Dall’introduzione della nuova legge, numerose le persone perseguitate che hanno chiesto l’intervento delle forze di polizia in loro aiuto. Le pene previste vanno dai sei mesi ai quattro anni di reclusione. E’ possibile presentare querela entro sei mesi dall’inizio degli eventi, ma, nelle more, si può avanzare, nei confronti del questore, una richiesta di ammonimento. Il funzionario di polizia, se ritiene fondata l’istanza, può procedere oralmente nei confronti del molestatore o, nei casi più gravi, può diffidare formalmente l’indagato dalla prosecuzione degli atti di molestia, proibendogli, ad esempio, di avvicinarsi alla vittima o di frequentare alcuni luoghi. Evidentemente tali atteggiamenti, se reiterati, verranno considerati come aggravanti nella formulazione della pena.

E’ stato un importante momento di riflessione, incentrato su un argomento di grande interesse ancora da approfondire sotto i suoi molteplici aspetti.

E’, infatti, piuttosto promiscuo il confine che delimita l’attenzione dalla persecuzione. Una delimitazione non sempre netta e chiara che rende particolarmente delicata l’applicazione delle orme previste dall’art. 612 bis.

La presenza di magistrati ed esperti di giurisprudenza è servita a incentrare particolare attenzione sulle nuove normative, illustrate dai rappresentanti delle forze dell’ordine che se ne occupano quotidianamente.

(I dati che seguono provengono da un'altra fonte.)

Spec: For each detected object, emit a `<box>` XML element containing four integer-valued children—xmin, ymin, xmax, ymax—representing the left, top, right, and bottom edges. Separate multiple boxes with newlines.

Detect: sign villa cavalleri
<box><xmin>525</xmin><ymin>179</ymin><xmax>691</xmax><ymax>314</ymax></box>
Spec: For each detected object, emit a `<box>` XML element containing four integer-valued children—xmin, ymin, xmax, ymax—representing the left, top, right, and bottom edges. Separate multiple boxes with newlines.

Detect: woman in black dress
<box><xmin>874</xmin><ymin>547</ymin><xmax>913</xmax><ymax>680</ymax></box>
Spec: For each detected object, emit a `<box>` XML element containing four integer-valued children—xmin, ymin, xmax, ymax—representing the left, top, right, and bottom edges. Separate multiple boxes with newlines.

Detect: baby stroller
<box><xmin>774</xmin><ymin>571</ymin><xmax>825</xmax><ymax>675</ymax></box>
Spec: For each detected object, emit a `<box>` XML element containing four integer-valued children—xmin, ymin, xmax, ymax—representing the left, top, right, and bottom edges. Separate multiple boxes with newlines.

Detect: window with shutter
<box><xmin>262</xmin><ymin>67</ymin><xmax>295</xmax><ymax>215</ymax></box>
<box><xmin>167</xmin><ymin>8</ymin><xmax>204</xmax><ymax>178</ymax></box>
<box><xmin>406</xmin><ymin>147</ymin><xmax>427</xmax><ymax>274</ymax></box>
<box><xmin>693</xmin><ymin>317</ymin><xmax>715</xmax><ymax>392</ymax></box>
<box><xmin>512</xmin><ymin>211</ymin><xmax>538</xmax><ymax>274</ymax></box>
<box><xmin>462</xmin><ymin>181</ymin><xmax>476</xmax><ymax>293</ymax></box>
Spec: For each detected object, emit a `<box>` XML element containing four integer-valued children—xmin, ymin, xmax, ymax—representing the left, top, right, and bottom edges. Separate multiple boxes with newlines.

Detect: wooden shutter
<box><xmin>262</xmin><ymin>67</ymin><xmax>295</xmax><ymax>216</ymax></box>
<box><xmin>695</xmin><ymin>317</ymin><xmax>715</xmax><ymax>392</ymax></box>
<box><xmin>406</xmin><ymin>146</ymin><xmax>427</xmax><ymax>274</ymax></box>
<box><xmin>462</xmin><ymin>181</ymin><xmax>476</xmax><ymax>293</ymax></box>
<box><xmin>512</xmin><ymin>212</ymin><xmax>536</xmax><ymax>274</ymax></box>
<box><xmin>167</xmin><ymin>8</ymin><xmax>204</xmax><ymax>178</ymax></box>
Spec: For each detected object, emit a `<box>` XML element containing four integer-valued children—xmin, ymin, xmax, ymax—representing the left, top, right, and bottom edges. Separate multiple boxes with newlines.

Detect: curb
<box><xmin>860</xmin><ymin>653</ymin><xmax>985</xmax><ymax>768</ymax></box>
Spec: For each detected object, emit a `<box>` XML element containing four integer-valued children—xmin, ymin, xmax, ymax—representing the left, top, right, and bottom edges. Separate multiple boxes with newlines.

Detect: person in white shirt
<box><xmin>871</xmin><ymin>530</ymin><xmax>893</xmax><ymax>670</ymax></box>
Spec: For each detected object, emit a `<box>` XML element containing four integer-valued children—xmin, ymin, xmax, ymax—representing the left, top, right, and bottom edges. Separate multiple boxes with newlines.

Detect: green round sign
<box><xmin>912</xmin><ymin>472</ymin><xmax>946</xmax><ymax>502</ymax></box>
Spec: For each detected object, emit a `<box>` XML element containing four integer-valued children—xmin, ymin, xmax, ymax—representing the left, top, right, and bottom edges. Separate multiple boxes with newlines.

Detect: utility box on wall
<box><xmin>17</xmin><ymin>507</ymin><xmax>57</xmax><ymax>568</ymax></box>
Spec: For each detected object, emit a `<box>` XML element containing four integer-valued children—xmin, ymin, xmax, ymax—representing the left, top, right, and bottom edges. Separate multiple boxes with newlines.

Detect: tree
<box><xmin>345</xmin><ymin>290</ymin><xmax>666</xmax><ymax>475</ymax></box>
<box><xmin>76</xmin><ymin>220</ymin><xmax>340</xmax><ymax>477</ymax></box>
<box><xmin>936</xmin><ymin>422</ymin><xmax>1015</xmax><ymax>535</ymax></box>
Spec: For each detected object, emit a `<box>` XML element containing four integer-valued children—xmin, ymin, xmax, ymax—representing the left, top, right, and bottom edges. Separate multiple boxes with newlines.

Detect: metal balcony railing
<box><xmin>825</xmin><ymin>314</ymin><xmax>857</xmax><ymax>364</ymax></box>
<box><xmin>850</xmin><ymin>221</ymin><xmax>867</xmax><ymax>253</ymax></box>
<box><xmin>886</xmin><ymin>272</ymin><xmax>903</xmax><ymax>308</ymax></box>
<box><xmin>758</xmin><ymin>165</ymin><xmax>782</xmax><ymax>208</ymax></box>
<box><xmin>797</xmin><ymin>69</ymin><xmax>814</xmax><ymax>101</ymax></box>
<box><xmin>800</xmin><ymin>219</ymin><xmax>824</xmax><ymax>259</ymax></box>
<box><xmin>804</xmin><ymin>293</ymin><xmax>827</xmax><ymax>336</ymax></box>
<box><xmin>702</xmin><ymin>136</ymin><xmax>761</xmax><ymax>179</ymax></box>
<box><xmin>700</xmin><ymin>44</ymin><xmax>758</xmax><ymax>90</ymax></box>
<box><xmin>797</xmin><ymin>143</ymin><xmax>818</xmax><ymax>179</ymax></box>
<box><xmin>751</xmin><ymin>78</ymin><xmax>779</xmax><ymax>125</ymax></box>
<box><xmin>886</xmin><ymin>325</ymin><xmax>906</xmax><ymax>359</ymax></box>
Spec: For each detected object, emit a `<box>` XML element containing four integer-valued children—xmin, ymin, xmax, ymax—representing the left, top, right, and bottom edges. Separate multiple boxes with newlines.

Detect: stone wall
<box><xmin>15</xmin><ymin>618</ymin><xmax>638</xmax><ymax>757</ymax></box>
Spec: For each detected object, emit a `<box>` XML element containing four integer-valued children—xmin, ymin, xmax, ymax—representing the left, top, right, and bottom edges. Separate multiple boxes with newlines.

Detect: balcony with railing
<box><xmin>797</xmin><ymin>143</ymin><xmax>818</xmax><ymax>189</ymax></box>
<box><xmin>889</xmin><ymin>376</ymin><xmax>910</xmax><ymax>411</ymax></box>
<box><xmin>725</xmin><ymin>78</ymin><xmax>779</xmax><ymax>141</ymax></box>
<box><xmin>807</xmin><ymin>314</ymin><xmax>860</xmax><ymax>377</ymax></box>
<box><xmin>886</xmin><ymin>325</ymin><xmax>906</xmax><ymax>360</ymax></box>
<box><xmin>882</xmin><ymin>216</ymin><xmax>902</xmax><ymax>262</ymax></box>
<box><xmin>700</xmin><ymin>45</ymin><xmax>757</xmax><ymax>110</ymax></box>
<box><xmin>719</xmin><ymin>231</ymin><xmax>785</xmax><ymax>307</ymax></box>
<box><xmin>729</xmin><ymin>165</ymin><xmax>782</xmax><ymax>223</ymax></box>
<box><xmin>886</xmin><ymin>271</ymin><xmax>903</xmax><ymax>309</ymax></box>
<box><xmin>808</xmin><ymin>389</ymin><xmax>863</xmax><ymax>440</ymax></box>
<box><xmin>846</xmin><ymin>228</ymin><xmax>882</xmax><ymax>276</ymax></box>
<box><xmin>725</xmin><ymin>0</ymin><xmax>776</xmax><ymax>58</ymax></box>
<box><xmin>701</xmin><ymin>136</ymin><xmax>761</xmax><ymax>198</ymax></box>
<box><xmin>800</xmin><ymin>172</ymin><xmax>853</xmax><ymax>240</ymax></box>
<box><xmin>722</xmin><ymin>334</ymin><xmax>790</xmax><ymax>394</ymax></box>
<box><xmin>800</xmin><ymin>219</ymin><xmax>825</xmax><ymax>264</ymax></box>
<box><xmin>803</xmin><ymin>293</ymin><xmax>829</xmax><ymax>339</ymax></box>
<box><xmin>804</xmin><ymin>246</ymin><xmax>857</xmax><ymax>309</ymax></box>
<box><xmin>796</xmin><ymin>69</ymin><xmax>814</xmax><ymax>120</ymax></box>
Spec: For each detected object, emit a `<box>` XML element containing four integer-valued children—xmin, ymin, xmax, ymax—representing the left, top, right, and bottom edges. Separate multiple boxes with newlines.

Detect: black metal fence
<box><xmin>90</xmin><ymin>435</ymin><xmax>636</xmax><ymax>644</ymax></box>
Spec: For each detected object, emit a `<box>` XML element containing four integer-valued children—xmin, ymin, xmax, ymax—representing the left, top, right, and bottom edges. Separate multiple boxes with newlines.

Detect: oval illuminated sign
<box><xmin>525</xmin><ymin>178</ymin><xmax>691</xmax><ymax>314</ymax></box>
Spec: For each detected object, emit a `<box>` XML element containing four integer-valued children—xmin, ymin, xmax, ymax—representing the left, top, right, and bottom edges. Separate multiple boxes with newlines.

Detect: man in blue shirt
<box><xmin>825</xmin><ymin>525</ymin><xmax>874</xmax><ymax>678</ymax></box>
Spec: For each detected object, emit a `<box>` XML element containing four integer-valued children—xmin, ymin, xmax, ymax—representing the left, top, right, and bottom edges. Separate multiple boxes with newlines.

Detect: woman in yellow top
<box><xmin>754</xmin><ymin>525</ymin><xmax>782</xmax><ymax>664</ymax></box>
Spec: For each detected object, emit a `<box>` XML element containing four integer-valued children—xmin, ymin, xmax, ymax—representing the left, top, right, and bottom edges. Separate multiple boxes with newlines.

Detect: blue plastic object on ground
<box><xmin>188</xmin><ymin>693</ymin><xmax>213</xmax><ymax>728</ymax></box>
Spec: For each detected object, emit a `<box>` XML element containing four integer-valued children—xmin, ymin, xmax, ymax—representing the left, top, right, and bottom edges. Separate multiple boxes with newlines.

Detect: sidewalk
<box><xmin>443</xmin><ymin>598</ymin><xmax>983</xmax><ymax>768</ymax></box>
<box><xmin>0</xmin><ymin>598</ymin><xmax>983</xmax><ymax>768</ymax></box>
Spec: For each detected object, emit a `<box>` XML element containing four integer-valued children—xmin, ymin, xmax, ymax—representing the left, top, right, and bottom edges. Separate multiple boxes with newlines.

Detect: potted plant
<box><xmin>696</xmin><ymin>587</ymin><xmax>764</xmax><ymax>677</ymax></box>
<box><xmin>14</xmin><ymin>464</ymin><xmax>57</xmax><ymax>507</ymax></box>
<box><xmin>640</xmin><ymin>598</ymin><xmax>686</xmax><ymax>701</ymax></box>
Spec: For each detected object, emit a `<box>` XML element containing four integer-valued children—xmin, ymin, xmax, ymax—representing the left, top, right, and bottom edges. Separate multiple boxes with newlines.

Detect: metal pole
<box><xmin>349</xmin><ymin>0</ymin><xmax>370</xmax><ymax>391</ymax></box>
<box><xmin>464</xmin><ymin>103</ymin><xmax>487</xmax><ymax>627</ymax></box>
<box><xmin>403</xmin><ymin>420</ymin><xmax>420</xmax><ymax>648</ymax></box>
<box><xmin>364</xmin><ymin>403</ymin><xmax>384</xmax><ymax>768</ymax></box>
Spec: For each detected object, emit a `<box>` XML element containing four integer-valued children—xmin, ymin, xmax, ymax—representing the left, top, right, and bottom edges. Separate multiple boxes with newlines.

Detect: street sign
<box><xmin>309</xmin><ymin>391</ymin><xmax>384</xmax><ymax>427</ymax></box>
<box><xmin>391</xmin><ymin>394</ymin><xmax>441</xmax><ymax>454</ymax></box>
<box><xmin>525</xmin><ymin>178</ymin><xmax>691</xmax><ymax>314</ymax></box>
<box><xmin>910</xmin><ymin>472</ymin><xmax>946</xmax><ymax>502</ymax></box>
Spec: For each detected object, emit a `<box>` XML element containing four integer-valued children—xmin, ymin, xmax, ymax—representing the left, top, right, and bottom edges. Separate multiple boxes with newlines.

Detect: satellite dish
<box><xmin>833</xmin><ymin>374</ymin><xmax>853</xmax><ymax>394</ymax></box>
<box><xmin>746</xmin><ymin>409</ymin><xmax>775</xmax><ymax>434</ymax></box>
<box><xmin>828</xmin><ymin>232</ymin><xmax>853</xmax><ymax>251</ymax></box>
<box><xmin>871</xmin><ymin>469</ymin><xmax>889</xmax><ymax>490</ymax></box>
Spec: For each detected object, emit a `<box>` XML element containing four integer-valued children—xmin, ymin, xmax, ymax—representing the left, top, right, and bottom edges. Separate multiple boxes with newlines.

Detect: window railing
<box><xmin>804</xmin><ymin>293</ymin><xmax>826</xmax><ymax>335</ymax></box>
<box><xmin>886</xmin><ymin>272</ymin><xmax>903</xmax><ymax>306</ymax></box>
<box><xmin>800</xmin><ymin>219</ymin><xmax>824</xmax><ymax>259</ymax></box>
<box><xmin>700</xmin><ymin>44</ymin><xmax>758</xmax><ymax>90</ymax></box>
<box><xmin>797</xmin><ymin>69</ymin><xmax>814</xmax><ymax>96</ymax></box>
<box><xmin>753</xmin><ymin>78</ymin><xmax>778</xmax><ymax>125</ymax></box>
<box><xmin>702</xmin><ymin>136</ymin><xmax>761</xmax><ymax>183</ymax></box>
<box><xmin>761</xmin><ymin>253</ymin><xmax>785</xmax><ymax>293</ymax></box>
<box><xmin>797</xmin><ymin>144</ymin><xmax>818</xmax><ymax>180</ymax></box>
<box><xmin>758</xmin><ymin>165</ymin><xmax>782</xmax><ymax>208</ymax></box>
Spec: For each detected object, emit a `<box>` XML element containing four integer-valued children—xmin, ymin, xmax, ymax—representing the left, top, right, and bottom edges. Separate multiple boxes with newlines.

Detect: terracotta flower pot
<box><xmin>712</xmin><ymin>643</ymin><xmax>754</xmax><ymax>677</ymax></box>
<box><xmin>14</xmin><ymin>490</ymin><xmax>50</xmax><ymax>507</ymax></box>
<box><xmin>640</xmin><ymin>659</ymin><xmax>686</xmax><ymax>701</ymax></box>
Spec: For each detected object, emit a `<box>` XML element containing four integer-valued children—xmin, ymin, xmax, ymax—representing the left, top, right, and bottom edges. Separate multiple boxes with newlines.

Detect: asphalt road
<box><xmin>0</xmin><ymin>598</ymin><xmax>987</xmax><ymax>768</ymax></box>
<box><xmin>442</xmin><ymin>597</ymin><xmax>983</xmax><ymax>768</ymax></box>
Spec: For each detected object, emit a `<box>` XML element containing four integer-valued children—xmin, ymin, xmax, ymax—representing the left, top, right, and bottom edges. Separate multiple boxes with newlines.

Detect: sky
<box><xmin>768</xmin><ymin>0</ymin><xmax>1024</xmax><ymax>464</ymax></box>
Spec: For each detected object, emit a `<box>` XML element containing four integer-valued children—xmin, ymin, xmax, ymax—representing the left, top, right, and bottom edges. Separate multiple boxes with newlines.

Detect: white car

Spazio, poi, anche ai risvolti psicologici della tematica: analisi corredata da testimonianze dirette raccontate dai volontari dell’associazione La Nereide.

Dopo il dottor Percolla sono intervenuti Angelo Mangione, ordinario di Diritto penale alla Lumsa di Palermo; Adriana Prazio, presidente dell’associazione e Centro Antiviolenza-Antistalking "La Nereide" di Siracusa; Corrado Basile, dirigente della Divisione anticrimine della Questura di Siracusa; Antonio Nicastro, sostituto Procuratore della Repubblica di Siracusa; e, infine, l’avvocato penalista, Piero Amara.

La sisntesi del convegno è stata affidata al sostituto procuratore generale della Corte d’Appello di Catania, Roberto Campisi, già Procuratore della Repubblica di Siracusa.